Composite infrared image of the central portion of galaxy M82, from SOFIA’s First Light flight, at wavelengths of 20 (blue), 32 (green) and 37 microns (red). The middle inset image shows the same portion of the galaxy at visual wavelengths. The infrared image sees past the stars and dust clouds apparent in the visible-wavelength image into the star-forming heart of the galaxy. The long dimension of the inset boxes is about 5400 light years. (N. A. Sharp/NOAO/AURA/NSF)
The team that carried out the first light observations consisted of an international crew from NASA, the Universities Space Research Association (USRA) and the German SOFIA Institute (Deutsches SOFIA Institut; DSI). Also on board were Terry Herter and his colleagues from Cornell University in Ithaca, New York. They operated their Faint Object InfraRed CAmera for the SOFIA Telescope, FORCAST, for this first in-flight observation. "With FORCAST, within minutes, we can make observations that are either impossible from the surface of the Earth or can be obtained only after many hours of exposure," said Herter.
The telescope itself has exceeded expectations. "The image stability and precision of the telescope alignment, which can only be obtained through extensive control engineering, has met all our targets and even exceeded them in some respects. This is exceptional performance, especially when you recall that these astronomical observations have been made with a huge telescope mounted in an aircraft flying at 800 kilometers per hour," pointed Thomas Keilig, from DSI, SOFIA Telescope Assembly and SI Integration Manager, responsible for testing the telescope.
"A preliminary examination of the first light data shows that the images are in fact sharp enough to enable cutting-edge astronomy. Now at last, the fun begins," said Alfred Krabbe, Director and scientific head of DSI. USRA and DSI direct the scientific operation of SOFIA on behalf of NASA and DLR.
For Meyer, this successful first light flight is "the reward of many years of hard work. Hundreds of motivated and dedicated people have contributed to providing the international scientific community with this fantastic observation platform."
"For me personally, this is a dream come true after a wait of nearly 25 years," beams Hans-Peter Röser, Director of the Institute of Space Systems at the University of Stuttgart, where DSI is located. He has promoted German-American cooperation with SOFIA since 1985.

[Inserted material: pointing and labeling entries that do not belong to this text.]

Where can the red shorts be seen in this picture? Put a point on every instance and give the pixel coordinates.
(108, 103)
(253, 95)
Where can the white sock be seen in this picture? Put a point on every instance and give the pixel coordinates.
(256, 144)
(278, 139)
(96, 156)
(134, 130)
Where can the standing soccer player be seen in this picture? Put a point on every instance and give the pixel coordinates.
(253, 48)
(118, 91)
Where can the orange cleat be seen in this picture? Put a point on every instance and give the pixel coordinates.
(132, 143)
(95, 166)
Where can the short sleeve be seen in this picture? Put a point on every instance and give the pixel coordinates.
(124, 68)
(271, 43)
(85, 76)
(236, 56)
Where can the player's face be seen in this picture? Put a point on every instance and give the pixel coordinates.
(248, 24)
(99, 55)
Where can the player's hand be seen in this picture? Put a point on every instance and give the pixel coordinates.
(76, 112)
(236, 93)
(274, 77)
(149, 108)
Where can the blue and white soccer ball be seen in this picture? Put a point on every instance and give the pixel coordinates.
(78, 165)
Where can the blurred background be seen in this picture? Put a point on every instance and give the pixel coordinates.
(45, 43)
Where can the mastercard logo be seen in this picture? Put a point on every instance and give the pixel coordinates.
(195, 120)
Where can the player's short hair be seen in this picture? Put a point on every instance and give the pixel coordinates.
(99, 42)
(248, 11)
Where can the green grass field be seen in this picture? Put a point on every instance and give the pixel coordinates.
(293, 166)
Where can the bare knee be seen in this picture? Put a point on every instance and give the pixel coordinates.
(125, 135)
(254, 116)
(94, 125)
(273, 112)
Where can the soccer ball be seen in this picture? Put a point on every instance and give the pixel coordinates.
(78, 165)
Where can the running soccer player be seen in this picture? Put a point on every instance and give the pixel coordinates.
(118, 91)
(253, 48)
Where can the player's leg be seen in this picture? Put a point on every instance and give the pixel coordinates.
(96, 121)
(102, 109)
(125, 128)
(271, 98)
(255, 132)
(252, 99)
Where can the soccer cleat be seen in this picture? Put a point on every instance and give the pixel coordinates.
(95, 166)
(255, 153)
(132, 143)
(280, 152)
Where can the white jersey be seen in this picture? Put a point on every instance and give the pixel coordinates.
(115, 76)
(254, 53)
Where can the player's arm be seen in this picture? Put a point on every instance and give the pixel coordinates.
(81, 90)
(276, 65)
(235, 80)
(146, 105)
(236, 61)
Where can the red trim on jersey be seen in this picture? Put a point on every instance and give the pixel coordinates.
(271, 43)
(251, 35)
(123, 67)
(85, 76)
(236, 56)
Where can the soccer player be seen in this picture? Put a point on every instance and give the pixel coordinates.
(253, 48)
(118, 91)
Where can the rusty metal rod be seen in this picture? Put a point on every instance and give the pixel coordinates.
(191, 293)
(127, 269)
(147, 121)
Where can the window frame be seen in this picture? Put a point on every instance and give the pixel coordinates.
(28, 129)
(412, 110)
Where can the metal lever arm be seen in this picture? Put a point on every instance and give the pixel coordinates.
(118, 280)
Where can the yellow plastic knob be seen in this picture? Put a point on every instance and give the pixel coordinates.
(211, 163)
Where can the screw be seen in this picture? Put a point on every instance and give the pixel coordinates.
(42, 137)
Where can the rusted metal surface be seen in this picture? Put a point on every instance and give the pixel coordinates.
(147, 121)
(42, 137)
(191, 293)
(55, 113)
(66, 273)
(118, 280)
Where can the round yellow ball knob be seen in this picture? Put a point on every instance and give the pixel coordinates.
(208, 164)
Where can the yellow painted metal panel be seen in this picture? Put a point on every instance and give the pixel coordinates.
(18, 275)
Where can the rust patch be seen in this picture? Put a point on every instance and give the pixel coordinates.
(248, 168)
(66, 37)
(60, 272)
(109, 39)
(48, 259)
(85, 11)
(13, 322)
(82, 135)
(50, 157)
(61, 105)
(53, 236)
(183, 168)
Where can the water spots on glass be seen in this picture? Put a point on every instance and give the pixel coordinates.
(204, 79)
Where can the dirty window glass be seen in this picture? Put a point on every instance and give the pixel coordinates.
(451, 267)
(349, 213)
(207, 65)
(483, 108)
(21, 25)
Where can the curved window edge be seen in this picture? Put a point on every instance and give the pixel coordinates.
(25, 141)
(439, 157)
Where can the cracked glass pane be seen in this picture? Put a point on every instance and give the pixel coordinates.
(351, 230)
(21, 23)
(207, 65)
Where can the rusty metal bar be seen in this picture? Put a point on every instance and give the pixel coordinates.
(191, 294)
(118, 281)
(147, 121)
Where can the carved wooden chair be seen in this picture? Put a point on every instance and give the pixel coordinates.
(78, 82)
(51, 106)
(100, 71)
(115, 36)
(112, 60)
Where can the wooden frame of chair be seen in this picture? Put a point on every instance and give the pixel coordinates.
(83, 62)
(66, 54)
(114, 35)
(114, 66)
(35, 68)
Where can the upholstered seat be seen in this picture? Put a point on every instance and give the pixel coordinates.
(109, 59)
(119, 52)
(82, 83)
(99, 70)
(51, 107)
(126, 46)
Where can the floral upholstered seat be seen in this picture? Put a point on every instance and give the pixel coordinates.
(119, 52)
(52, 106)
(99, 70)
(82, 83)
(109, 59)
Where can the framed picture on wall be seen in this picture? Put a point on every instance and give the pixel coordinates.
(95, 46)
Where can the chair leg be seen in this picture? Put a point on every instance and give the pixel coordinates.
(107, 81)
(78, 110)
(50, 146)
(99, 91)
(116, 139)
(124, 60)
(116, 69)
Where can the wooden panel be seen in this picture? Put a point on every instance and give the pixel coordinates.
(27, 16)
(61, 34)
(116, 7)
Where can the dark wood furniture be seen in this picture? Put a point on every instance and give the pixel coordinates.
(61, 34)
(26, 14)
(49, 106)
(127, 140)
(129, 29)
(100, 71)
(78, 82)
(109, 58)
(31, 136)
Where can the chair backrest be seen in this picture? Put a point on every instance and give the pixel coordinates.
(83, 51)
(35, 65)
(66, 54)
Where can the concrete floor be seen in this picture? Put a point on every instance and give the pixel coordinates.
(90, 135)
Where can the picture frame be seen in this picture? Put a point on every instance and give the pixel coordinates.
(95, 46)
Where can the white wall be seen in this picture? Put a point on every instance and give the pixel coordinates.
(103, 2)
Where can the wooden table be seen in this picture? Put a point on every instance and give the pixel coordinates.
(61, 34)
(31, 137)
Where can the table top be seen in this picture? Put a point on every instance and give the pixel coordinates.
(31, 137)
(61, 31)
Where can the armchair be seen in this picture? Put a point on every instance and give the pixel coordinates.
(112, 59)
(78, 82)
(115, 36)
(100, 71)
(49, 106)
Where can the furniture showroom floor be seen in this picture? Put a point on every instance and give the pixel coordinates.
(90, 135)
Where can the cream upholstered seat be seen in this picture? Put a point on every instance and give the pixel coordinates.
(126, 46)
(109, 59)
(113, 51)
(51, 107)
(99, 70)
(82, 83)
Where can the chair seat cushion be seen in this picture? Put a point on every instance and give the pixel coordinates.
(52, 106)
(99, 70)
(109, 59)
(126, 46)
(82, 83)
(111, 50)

"This is an enormous step toward spectroscopic observations of the cold universe," added DSI Director Alfred Krabbe. "We are now awaiting forthcoming observations with GREAT, the German infrared spectrometer, under the leadership of Rolf Güsten at the Max Planck Institute for Radio Astronomy in Bonn." GREAT is the German REceiver for Astronomy at Terahertz Frequencies.
Erick Young, the SOFIA Science Mission Operations Director at USRA, added, "SOFIA's first light heralds a new era of astronomical discoveries. We stand at the threshold of a 20-year period of unprecedented infrared observations that will significantly expand our knowledge of the Universe."
Meyers added, “The German designed and built telescope has really worked well. It represents some of the great German engineering that we have come to appreciate over the years.”
SOFIA is a joint program between NASA and the German Aerospace Center, Deutsches Zentrum für Luft- und Raumfahrt (DLR), Bonn, Germany. The SOFIA program is managed at NASA’s Dryden Flight Research Center, Edwards, Calif., and the aircraft is based at the Dryden Aircraft Operations Facility, Palmdale, Calif. NASA’s Ames Research Center, Moffett Field, Calif., manages the SOFIA science and mission operations in cooperation with the Universities Space Research Association (USRA), Columbia, Md., and the Deutsches SOFIA Institute (DSI), Stuttgart, Germany.